In the world of faith-based travel, Israel needs no introduction. The homeland of Abraham, David, Jesus, Paul and nearly every other major figure in the Bible, Israel has been attracting religious pilgrims for thousands of years. Many of the most significant historical and religious sites throughout the country are commemorated with chapels and churches, and Christians who have traveled to Israel with religious groups often report that seeing the Temple Mount, Garden Tomb and other sites in person awakened their faith in deep and meaningful ways.
In addition to seeing the religious sites, groups that make the long trip to Israel should take time to explore some of its other treasures. Yad Vashem, the Holocaust museum and research center in Jerusalem, is one of the most moving institutions of its kind. And the region around Galilee offers plentiful opportunities for outdoor activity.
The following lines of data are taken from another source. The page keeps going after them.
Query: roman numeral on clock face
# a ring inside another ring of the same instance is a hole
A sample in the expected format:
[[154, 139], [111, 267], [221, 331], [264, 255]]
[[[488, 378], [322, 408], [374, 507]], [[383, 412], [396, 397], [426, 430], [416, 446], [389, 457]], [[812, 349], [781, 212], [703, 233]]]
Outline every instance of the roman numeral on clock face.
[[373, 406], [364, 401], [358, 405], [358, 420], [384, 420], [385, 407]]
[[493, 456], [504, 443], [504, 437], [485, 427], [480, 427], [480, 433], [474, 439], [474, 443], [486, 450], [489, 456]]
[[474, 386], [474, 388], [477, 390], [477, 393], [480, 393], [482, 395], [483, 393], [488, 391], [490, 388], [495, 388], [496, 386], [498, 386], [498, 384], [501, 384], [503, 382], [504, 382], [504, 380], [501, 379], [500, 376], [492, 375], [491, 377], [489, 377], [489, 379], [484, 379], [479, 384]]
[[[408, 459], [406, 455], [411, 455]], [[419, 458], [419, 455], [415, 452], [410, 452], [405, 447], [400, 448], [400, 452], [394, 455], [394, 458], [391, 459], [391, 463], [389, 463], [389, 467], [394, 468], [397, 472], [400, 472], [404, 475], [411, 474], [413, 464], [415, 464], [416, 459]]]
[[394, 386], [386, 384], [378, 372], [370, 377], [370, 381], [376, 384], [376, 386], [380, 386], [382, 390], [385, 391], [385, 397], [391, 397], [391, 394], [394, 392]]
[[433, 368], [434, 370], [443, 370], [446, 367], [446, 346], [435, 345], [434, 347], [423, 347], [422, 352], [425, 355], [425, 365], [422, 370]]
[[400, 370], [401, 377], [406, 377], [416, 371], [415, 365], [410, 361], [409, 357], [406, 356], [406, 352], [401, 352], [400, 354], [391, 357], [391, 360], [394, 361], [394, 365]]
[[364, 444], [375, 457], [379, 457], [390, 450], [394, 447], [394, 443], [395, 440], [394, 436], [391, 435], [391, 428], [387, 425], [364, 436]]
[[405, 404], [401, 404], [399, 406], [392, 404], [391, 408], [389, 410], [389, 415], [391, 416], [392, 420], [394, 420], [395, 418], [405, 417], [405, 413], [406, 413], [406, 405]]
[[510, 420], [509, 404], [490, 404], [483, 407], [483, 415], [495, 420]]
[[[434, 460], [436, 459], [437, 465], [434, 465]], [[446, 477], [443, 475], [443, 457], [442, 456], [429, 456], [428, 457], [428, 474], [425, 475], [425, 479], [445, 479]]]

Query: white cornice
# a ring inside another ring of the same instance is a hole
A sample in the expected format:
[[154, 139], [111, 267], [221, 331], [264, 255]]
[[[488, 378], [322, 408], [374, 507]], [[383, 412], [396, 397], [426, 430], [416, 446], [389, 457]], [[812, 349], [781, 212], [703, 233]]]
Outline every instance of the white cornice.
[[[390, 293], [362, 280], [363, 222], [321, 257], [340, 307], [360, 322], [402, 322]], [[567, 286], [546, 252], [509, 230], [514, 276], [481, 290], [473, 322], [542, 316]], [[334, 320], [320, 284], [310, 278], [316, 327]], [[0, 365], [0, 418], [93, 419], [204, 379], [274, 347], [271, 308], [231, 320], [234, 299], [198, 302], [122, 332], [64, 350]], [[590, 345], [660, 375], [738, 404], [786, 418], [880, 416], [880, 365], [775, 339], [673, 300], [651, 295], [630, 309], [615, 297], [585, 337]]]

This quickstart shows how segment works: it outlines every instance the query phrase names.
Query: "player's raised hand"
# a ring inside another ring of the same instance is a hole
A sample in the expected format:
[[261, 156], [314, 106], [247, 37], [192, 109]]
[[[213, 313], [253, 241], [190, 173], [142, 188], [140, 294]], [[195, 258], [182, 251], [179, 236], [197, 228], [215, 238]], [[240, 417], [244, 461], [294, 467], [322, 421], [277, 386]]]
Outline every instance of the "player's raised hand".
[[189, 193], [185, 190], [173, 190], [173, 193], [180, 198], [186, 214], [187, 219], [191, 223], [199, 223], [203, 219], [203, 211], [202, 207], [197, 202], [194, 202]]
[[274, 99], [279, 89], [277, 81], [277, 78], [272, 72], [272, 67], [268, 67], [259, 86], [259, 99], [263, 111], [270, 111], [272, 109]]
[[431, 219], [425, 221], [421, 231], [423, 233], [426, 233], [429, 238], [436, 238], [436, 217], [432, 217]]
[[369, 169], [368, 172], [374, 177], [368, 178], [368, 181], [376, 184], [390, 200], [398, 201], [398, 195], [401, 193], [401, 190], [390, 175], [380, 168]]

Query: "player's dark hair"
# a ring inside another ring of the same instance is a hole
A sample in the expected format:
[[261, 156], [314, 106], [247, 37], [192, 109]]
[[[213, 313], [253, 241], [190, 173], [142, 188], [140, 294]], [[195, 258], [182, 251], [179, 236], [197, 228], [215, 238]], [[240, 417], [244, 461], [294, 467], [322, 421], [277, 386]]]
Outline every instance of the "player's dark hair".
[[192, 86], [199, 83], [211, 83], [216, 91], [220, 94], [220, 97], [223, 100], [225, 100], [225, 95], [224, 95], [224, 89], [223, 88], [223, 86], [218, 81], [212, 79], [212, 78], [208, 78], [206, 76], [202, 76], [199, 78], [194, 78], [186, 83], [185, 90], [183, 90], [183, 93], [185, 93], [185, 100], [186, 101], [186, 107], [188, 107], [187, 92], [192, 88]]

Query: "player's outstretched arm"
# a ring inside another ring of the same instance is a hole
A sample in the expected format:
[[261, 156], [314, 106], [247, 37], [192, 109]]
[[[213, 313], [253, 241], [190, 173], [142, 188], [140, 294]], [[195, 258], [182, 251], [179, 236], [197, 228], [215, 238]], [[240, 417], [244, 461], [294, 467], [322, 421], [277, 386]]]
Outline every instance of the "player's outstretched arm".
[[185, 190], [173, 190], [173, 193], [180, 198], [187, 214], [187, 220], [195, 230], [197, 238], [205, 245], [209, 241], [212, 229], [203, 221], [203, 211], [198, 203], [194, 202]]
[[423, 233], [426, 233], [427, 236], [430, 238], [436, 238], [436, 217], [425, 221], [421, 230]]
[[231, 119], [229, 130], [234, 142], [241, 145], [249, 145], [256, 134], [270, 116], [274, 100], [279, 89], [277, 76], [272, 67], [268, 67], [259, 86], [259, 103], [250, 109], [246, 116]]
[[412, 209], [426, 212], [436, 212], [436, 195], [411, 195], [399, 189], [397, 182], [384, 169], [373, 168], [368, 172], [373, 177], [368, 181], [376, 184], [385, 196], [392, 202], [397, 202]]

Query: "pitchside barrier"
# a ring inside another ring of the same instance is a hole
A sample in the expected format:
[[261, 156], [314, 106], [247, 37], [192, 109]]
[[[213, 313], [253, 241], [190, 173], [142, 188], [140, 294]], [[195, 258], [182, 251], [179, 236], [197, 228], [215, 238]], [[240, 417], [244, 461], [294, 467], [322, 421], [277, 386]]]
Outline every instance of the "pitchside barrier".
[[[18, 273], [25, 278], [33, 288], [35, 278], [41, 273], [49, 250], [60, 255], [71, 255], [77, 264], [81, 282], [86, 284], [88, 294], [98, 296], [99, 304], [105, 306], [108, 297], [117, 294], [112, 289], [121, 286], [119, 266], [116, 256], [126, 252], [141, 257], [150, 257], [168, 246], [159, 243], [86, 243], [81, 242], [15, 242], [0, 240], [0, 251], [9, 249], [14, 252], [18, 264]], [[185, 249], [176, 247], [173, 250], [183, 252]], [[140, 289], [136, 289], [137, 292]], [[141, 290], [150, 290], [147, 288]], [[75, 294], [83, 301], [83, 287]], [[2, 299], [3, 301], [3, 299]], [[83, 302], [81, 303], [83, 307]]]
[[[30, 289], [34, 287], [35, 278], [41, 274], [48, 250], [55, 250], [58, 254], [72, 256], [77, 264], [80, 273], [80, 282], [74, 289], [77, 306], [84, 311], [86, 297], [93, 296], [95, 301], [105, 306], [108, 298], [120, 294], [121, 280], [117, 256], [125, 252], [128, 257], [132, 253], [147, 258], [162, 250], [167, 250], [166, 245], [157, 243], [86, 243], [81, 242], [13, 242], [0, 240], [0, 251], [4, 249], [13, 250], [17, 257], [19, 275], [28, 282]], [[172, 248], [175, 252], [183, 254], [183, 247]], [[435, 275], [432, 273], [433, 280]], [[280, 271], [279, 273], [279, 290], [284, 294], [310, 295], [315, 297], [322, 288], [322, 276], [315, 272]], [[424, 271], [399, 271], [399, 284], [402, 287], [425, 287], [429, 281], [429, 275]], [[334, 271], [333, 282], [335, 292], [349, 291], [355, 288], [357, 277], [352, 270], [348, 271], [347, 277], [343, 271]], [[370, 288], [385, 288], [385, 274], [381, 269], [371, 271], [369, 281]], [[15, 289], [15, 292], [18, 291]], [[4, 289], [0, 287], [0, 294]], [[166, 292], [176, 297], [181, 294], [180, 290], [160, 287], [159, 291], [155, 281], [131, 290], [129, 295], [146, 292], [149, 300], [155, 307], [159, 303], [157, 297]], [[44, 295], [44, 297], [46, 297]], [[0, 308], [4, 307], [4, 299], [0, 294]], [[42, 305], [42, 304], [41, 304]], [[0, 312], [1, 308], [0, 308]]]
Year after year, major tour operators report that Italy is their most popular international destination for American travelers, and there’s little question as to why: World history, religion, cuisine and scenic beauty come together there in ways unmatched anywhere else on earth. Travelers can reconnect with their own heritage and enjoy cultural and culinary flavors that have become famous worldwide.
Of chief interest to many faith-based groups visiting Italy is the Vatican in Rome, where they can tour the unparalleled Sistine Chapel, see a museum full of priceless religious artifacts and even attend Mass in St. Peter’s Basilica. The city is also full of significant ancient historical sites, such as the Coliseum, the Roman Forum and the Pantheon. Beyond Rome, many tours also visit other famously scenic cities, including Pisa, Venice and Naples.
Often offered as an extension or option on trips to Israel, Jordan is a thriving destination in its own right that merits deeper exploration. The country boasts numerous significant biblical sites, as well as world-class archeological and natural attractions. It also offers American groups exposure to Arab culture and history in a peaceful and welcoming environment.
Church groups visiting Jordan will want to spend time at places such as Bethany Beyond the Jordan, thought to be the site of Jesus’ baptism in the Jordan River, and Mount Nebo, where Moses looked over the Promised Land. But a trip to Jordan isn’t complete without a visit to Petra, the famous Roman city carved in rose-red stone, and an afternoon of floating in the Dead Sea.
For all of the tumult it experienced in the 20th century, including control by both Nazis and communists at different points, Poland has emerged as one of the most beautiful and welcoming destinations in Europe. This country has much of the same tradition, natural beauty and Old World charm as other countries on the continent but is generally less crowded, more friendly and more affordable than some of its better-known counterparts.
Krakow rivals any European city for beauty, and its central square makes a peaceful place for shopping or whiling away the afternoon at a sidewalk cafe. Recently, Krakow has also become the epicenter of tours that trace the life of Pope John Paul II, who was born in Poland and worked extensively in the country before assuming the papacy.
Referred to in scripture as Asia Minor, Turkey straddles the border between Europe and Asia, marking the place where East meets West. This location has put it at the center of much of the world’s history and makes it an excellent place to explore religion, ancient culture and the contrasts of the modern world.
Turkey is most significant as the home of the seven churches of the Revelation, and groups can see the remains of each of the seven cities that John mentioned in his apocryphal text. Most complete among them is Ephesus, an intriguing architectural site in its own right. Travelers should also spend time in Istanbul, where they can visit the stunning Hagia Sophia and take a cruise on the Bosporus Strait, which separates Europe and Asia.